In the example of the government department, a review of three months' correspondence demonstrated that there was never an annotation to the correspondence to or from the department by any person who signed that they had seen the document. The divisional people responsible carried out the required work to the best of their ability either always two months behind what would be an appropriate response or within an appropriate time using other communication means whilst the official correspondence caught up.

What to do about it

Firstly, complete an audit. Ask department heads and others to keep track of the amount and nature of correspondence that requires their signature or initials. This can be done by the simple means of a tick-sheet. Include in the tick sheet columns for the manager to indicate what the document was about and whether they needed to see the document and if so, whether they were the responsible or accountable* party or whether the needed to be consulted or informed. For example;

Ticksheet

*Note: Responsible, Accountable, Informed and Consulted comprise the parts of a RACI analysis. Accountable = I have authority to change this process, Informed = I need to be informed about this process to effectively carry out my work; Consulted = This process cannot be completed without my input.

Analysis of the audit reveals what documents managers are receiving that they do not need to receive. From my experience, of the documents signed or initialled by a manager, at least thirty percent are unnecessary. The processes associated with those documents should be changed to eliminate the step that requires a manager's oversight and signature.

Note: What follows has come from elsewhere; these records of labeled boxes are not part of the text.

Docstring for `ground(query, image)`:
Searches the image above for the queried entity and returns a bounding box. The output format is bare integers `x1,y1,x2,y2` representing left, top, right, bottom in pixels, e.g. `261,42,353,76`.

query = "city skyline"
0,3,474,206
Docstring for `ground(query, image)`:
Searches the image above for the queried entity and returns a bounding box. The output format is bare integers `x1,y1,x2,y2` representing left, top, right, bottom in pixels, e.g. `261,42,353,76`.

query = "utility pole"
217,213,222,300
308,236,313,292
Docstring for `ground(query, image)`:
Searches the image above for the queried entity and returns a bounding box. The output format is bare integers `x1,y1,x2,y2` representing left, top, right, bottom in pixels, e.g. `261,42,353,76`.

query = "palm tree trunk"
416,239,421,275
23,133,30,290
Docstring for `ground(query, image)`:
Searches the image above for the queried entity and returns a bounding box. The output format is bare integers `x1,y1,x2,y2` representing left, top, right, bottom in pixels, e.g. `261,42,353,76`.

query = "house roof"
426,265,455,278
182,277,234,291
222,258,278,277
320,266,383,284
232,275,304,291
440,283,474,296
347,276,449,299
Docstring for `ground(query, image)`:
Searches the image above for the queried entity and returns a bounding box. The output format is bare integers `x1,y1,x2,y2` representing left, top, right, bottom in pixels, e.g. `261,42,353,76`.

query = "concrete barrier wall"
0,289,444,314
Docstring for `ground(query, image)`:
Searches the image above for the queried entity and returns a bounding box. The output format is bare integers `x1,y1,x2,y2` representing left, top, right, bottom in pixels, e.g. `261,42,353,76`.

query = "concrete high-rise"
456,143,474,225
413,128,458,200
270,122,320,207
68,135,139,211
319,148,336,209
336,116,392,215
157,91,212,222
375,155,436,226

Alternative processes can be developed to eliminate, on average, another twenty percent of signature collecting activities. For example, if a manager is concerned about expenditure, rather than approving every purchase, as often happens when costs become the focus, create a weekly report on expenditure and maintain direct oversight only on high cost items.

How making the change improves productivity

Typically, eliminating processes which usually have a signature collecting component has several positive results:

  • Managers get time back.
  • Managers read what they need to read properly.
  • Subordinates are empowered more to get on with the job rather than collecting a signature.
  • Decentralised decision making improves employee morale.
  • Suppliers get paid more quickly.
  • New employees get employed more quickly as the post-selection administrative processes are streamlined.
  • Minor capital works and maintenance are completed earlier.
  • Projects are approved or denied more quickly, for the right reasons, and by the right people.